Is Getting a Tax Refund a Smart Way to Save?

by | Apr 4, 2020 | Financial, Economic and Money News

Congratulations! You filed your taxes and scored a tidy little refund.  Who doesn’t love a nice surprise? Millions of Americans actually look forward to filing their taxes every April because they like surprises, too.  They expect to get a windfall of cash in the form of a refund from Uncle Sam.  About 78 million tax filers received federal refunds averaging $2,833 for the 2018 tax year.  But is getting a tax refund really the best way to handle your money?  See if you can relate.

You’re a Terrible Saver 

Don’t feel bad, most Americans are not expert savers.  The news organization CNBC shared a report in 2018 showing almost one-third of Americans have less than $1000 in savings.  Tax refunds are a kind of “forced-savings” plan.

PRO:  Using a tax refund could be a strong choice if you don’t have the discipline to set money aside and leave it alone.  With today’s super low prime interest rate, the interest earned in a standard savings account is almost zilch.  If your tax refund is a few thousand dollars or less, you haven’t missed out on very much interest earned.

CON: If you find yourself going into – or living on – revolving (credit card) debt regularly,  know that having access to your refund dollars (rather than letting the IRS keep your money for you) could help you avoid some pretty painful credit card fees.  When you consider the hefty interest rates credit companies charge, you’d have done far better paying down your credit card with those lay-away tax funds.  The IRS doesn’t pay interest.  But US News and World Report’s list of top credit cards show some APR’s as high as 26%.  Ouch.

You’ve Always Gotten a Refund

Why upset the apple cart, right?

PRO:  Some of us just don’t feel like we’re that good at managing our money.  It’s easier to leave things as they are and get a nice bonus in the Spring.  If your refund is modest (less than $1,000) and you don’t have the time or inclination to fiddle with a new W4, you could let it ride for now.

CON: Unfortunately, if you’re just blowing your windfall and not using your tax refund strategically, you may be missing out.  At some point, you’ll probably have to be more hands-on with taking charge of your money.  Since the refund owed to you by the IRS represents an interest-free loan you’ve made to the US Treasury, you may want to ask who would make better use of it – you or the IRS? Also, as you earn more or change jobs, you’d be wise to double-check your tax withholding every year no matter what.

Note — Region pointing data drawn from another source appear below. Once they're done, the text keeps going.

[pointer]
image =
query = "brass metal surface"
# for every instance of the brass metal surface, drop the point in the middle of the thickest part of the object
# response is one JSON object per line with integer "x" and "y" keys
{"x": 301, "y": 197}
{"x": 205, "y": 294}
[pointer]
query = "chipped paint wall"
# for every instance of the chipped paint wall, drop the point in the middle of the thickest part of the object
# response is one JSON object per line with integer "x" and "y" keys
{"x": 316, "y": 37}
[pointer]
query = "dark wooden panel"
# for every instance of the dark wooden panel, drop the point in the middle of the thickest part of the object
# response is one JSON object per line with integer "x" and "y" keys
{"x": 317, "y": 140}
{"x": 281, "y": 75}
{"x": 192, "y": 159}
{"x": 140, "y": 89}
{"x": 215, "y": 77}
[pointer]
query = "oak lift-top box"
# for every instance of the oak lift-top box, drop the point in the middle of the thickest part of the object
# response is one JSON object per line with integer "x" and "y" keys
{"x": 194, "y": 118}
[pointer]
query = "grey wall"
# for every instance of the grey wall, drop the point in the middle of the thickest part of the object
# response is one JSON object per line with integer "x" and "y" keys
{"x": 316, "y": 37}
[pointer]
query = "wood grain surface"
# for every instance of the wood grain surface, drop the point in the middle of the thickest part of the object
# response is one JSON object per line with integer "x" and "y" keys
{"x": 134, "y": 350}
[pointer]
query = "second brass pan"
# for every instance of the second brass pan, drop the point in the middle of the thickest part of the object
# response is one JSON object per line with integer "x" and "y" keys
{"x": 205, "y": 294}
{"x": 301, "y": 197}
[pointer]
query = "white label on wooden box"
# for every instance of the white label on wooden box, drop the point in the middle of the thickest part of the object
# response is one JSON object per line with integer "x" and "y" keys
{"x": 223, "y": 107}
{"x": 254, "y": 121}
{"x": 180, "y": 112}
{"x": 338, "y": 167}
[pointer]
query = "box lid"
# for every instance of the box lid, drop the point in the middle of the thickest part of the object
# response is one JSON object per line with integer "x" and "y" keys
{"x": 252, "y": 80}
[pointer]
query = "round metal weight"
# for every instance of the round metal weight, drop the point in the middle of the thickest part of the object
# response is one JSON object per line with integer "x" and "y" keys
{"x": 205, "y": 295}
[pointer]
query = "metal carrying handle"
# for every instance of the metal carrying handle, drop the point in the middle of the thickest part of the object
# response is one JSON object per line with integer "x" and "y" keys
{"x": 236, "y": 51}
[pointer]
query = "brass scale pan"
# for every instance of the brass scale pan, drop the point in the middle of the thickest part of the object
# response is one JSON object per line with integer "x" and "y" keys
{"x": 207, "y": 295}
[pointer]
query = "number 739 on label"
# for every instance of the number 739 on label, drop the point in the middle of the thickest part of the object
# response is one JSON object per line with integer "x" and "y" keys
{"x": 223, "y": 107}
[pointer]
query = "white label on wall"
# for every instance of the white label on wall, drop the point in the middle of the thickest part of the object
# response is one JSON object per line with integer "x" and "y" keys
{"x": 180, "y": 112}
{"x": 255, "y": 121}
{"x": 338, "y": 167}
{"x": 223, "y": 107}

You’d Rather Be Pleasantly Surprised than Owe the IRS More Money

We get it.  You don’t want to experience the pain of an unanticipated tax liability.

PRO: Again, if your refund is nominal and your income and lifestyle aren’t likely to change soon, you may be making the right call.  And certainly, no one wants to face going into debt to pay the federal government in April.  You may also not be a hard-core saver (yet), so staying the course keeps you out of trouble.

CON: Sure, letting things ride is easy and safe, but it’s not that hard to estimate your taxes properly. If your refund is getting larger rather than smaller, it’s time to take charge of your withholding and put more of your hard-earned money to work for yourself during the year.  As tax codes change and life’s circumstances evolve, you’ll want to be sure your tax withholding is deliberate in order to avoid an unpleasant tax bill after all.


Sometimes change is good.  If you’re ready to right-size your tax withholding, not only is it easy to accurately estimate your federal taxes – there’s plenty of help.  Here’s what you need to manage your tax situation like a pro.

  1. Find an online tax withholding calculator. (Most online tax services provide a tax calculator based on the tax data you’ve already given them.)
  2. Grab your latest pay stub and notes on any other sources of income you expect.
  3.  Use the calculator to zero-in on the actual amount you’ll owe in federal taxes. Then complete the W4 form accordingly.
  4.  Get this new, revised W4 into the hands of your employer or HR person right away.

In as little as 30 minutes, you may be on your way to a slightly fatter, smarter paycheck.  If you already use automatic deposit for your paycheck, it’s easy to have this extra sum dropped neatly into your savings account.